Suddenly, though I shouldn’t be surprised, I hear a baby squawk. Our one-month-old, my brother Jeffrey, cries from his room, which lies between my parents’ bedroom and the room I share with my older brother Steve.

I get up, my bologna sandwich unfinished, and go stare at the batter mixing in the bowl. The prongs oscillate dizzily, go round and round like atomic nuclei. Lumps of powder plop up to the surface and then are sucked down into the congealing mass. I am fascinated by the change, from separate ingredients to a whole through repetition. The machine whirs loudly and the cake goo begins to smell sweet. I know frosting follows batter. The bowl will be mine to scrape with spatula and finger out back.

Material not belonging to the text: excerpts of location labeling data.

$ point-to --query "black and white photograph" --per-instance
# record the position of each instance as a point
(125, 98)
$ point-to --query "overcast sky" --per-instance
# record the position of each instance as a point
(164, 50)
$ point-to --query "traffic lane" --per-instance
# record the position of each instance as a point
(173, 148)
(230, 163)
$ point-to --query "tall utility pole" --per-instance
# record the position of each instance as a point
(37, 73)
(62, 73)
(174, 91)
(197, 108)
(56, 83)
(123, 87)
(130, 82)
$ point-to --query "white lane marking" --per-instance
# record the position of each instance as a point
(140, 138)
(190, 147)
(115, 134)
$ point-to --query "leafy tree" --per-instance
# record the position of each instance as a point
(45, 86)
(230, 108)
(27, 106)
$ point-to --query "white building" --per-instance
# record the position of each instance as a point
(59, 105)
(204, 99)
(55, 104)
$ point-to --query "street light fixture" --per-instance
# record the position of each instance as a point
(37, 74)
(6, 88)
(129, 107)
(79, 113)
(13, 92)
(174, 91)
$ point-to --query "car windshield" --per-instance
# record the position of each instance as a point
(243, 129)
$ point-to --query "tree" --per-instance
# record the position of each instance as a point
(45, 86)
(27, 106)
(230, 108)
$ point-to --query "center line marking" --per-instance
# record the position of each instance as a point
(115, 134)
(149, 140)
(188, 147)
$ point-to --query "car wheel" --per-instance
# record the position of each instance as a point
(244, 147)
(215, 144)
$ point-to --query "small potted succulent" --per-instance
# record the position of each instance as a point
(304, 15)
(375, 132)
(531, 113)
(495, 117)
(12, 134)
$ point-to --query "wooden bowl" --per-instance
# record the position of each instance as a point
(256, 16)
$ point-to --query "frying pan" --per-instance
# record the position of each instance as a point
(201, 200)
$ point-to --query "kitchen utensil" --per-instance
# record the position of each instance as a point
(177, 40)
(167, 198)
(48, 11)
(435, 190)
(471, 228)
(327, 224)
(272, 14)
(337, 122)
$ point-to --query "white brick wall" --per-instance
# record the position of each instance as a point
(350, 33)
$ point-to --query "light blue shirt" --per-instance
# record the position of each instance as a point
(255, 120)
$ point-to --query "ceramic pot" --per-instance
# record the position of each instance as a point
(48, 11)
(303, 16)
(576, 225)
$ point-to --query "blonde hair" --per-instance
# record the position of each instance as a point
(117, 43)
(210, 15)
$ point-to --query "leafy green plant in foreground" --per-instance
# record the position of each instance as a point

I want my mother. She has left. I want my mother.

She is with Jeffrey.

Entering his room, I see her leaning over the changing table and cooing at him. He is fat-bellied, floppy-armed, tiny penis naked.

Mother has a diaper pin protruding from her mouth. “Is Tommy going to help Mommy today with the baby?” It is less a question than a statement of duty. I always help unless I am away. She reaches for something and suddenly the baby’s penis shoots a hard stream straight up in the air. She screams, “Oh no!” and throws the pin aside. She stands back and stares as if a ray-gun has momentarily frozen her. Just when the stream starts to curve back toward Jeffrey’s face, she presses a diaper onto the fount. That catches it.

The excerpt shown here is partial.